The most sexually explicit season, but the stark parallels to the AIDS epidemic are worth watching alone.
Director, writer and producer Ryan Murphy and his team seem to have an endless supply of inspiration for everything that scares us. What began in 2011 as a series about an old house harboring sinister secrets has grown into a hit anthology series often featuring a regular cast. After the crime house came witches, vampires, monsters, a reality show, a creepy hotel, and a serial killer in an eighties-style camp.
Good chances that before watching the first episode of a series, you will take a look at the IMDb page. There you will see that the eleventh season of Murphy’s horror series is not very popular. In fact, it’s the lowest-rated season of all time. american horror story.

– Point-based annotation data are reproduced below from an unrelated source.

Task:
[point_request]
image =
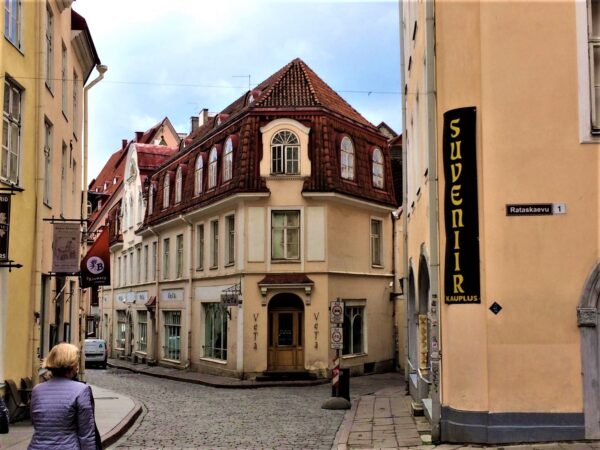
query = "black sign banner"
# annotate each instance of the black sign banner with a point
(4, 226)
(461, 275)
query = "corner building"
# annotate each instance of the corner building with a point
(275, 206)
(515, 360)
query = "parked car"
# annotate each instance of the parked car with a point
(96, 352)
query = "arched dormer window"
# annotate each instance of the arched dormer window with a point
(178, 184)
(198, 175)
(212, 168)
(285, 149)
(228, 160)
(347, 158)
(166, 191)
(377, 160)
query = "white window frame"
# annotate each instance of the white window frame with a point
(228, 160)
(378, 165)
(11, 132)
(376, 243)
(347, 156)
(198, 175)
(178, 184)
(213, 161)
(282, 143)
(285, 228)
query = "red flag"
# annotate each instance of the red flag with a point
(95, 267)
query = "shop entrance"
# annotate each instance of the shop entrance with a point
(286, 337)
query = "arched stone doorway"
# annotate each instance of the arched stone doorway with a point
(587, 320)
(286, 333)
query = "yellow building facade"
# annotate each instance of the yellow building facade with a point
(45, 59)
(518, 361)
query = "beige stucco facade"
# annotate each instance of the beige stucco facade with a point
(518, 65)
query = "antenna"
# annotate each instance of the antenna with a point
(243, 76)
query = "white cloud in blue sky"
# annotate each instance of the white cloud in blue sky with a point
(175, 58)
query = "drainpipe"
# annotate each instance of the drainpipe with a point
(101, 68)
(157, 289)
(190, 296)
(434, 305)
(404, 205)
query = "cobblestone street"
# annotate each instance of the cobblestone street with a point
(183, 415)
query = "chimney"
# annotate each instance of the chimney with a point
(195, 123)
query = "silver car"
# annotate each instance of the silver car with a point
(96, 352)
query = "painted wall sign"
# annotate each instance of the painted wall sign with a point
(4, 226)
(171, 294)
(461, 278)
(536, 209)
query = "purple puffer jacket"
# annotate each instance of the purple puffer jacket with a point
(62, 413)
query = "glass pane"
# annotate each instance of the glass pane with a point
(286, 329)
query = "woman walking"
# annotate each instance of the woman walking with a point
(62, 410)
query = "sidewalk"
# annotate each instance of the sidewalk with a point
(115, 413)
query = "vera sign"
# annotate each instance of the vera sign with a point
(461, 278)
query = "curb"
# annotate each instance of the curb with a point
(240, 385)
(122, 427)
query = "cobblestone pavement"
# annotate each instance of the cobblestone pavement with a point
(182, 415)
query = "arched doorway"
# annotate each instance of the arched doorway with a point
(286, 333)
(587, 320)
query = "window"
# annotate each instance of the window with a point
(179, 256)
(347, 158)
(47, 162)
(49, 48)
(353, 330)
(212, 168)
(178, 184)
(166, 191)
(199, 175)
(172, 334)
(200, 247)
(285, 148)
(63, 74)
(142, 331)
(214, 253)
(121, 329)
(153, 261)
(166, 244)
(12, 21)
(215, 329)
(376, 227)
(285, 235)
(75, 101)
(230, 239)
(11, 132)
(228, 160)
(378, 168)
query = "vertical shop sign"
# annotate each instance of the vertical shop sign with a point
(461, 280)
(4, 226)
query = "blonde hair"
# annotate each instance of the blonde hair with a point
(62, 359)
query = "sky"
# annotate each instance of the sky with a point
(177, 57)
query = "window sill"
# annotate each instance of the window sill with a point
(213, 360)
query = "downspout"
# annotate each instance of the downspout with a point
(190, 296)
(434, 306)
(82, 311)
(157, 303)
(404, 203)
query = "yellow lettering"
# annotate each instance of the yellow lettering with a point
(455, 150)
(455, 195)
(455, 128)
(457, 218)
(457, 261)
(458, 281)
(456, 170)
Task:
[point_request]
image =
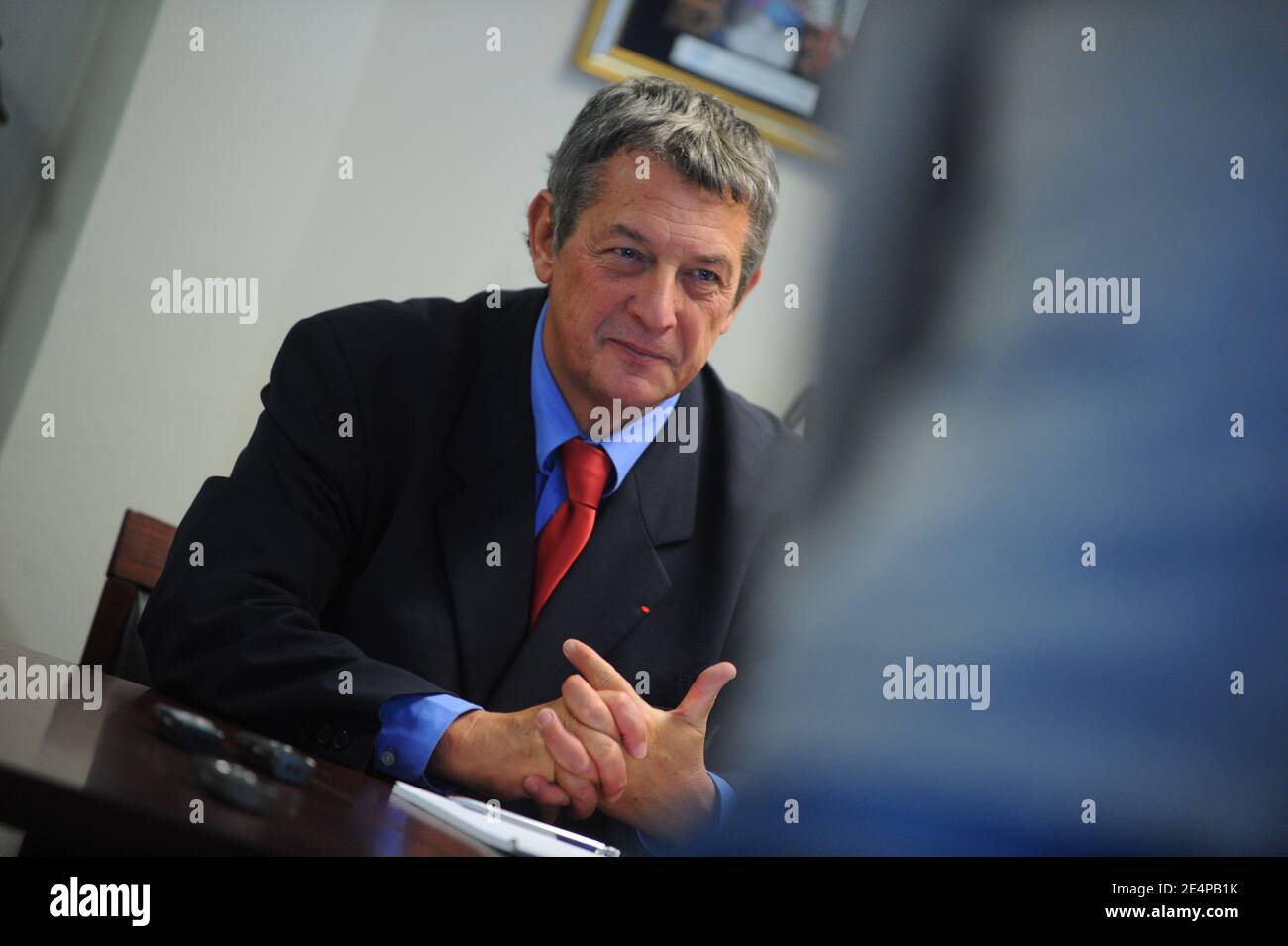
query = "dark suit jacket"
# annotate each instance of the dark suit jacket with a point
(369, 553)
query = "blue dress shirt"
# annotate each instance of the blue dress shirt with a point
(412, 725)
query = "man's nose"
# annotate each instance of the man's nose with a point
(655, 305)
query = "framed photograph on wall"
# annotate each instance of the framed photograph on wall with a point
(772, 59)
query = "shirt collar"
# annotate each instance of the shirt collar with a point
(555, 424)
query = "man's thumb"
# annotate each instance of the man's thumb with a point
(696, 705)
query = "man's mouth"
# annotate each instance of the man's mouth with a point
(638, 353)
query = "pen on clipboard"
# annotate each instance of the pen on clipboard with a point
(567, 837)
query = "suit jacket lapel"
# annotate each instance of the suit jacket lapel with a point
(492, 451)
(618, 575)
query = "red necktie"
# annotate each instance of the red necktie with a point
(568, 530)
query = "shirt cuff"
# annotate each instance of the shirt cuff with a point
(410, 730)
(725, 798)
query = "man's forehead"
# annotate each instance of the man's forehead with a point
(700, 249)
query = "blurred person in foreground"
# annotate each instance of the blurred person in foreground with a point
(1087, 504)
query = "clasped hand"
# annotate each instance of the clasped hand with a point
(600, 745)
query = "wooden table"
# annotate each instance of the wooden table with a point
(104, 783)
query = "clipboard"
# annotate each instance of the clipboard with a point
(498, 828)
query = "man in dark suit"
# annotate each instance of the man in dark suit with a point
(432, 503)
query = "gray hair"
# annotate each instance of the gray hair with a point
(697, 134)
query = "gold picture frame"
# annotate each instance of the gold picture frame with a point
(600, 54)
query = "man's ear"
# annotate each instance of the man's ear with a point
(541, 236)
(751, 284)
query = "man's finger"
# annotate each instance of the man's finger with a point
(580, 808)
(596, 671)
(545, 794)
(585, 795)
(608, 764)
(610, 712)
(563, 747)
(696, 705)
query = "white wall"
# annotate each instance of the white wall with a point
(224, 166)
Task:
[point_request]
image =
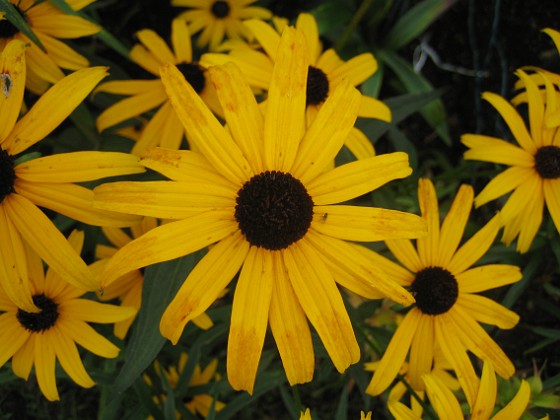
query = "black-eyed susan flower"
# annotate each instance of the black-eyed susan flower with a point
(219, 18)
(128, 288)
(259, 192)
(49, 24)
(38, 339)
(198, 403)
(448, 309)
(533, 176)
(326, 71)
(447, 406)
(28, 183)
(164, 128)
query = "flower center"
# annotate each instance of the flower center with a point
(7, 29)
(435, 290)
(41, 321)
(273, 210)
(220, 9)
(7, 174)
(194, 75)
(317, 86)
(547, 162)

At least, as long as you consider the previous season, which consisted of two separate stories, as a single season.
However, all this has nothing to do with the quality of NY, as season eleven has been dubbed, but all with the prudish and unworldly look of the mainly American public. This season is visually pretty explicit, but in 2023 there are apparently still people who want to wash their eyes out with hydrochloric acid when they see two men kissing or even making a pass at each other. Apart from the homoerotic charge – the cast is made up almost entirely of actors who have also come out in real life – this is the season with the most piercing social criticism.
It’s about the AIDS epidemic in New York in the 1980s. You’ll have to wait until the penultimate episode to hear one of the characters utter the term, but even before that it’s completely obvious that the mysterious disease the gay characters are suffering from is AIDS. That it remains in limbo is because it is a new and unprecedented phenomenon. In this lecture, the origin is not found in the monkeys of Africa, but in the deer of an island.
In addition, a sinister serial killer also stalks the New York gay scene, kidnapping attractive young men and stealing their lives. All this to serve a higher purpose. Apparently, because it’s a plot element that occupies prominent space at the beginning but fades like a candle halfway through. A masked bundle of muscle also appears, eyeing potential victims in a sinister manner. Although this figure seems physically present, it is of course also the incarnated metaphor for the silent killer called AIDS.
Detective Patrick Read jealously hides his sexuality from the thugs on his police force. Of all people, he is accused of murder. He secretly has a relationship with the journalist Gino, who receives clues from the scene about the nature of the sadist. Meanwhile, researcher Hannah Wells tries to make chocolate out of the mysterious virus she discovers in the deer. They are stories that connect very well with each other and the topic is discussed from different angles.
Murphy shows not only the heartbreaking consequences of AIDS, but also the flexible relationship standards and close friendships within the gay scene. Even though monogamy doesn’t rule, Murphy still knows how to attach a message of love to it. It’s not entirely coincidental that many characters can recognize extant historical figures, including photographer Robert Maplethorne. Music star Patti Lupone plays the owner and singer of an all-male bathhouse, which itself sounds a lot like Bette Midler’s early career.
NY it is explicit in its visual language, yet subtle in the many nuances that are introduced into the intertwined lives of the many characters. The fact that the tone gets a bit woolly towards the end is a bit hard to swallow, because it forms too stark a contrast to the harsh reality that preceded it. He is not only a lust killer, but also the virus that wreaks havoc. This melodrama is impossible to label as false sentiment, but its metaphysical charge will raise a few eyebrows.
This vagueness finally finds a place in the final episode, which rises to great emotional heights when we see the lifetime of one of the characters, accompanied by Kraftwerk’s Radioactivity. The last two episodes of NY I feel a bit like mustard after a meal, because the final episode falls into unnecessary explanation. Yet this is one of the stronger seasons, which is no doubt also inspired by Murphy’s life as he faced the AIDS epidemic in his early twenties and fear gripped his heart.
american horror story can be seen in Disney+.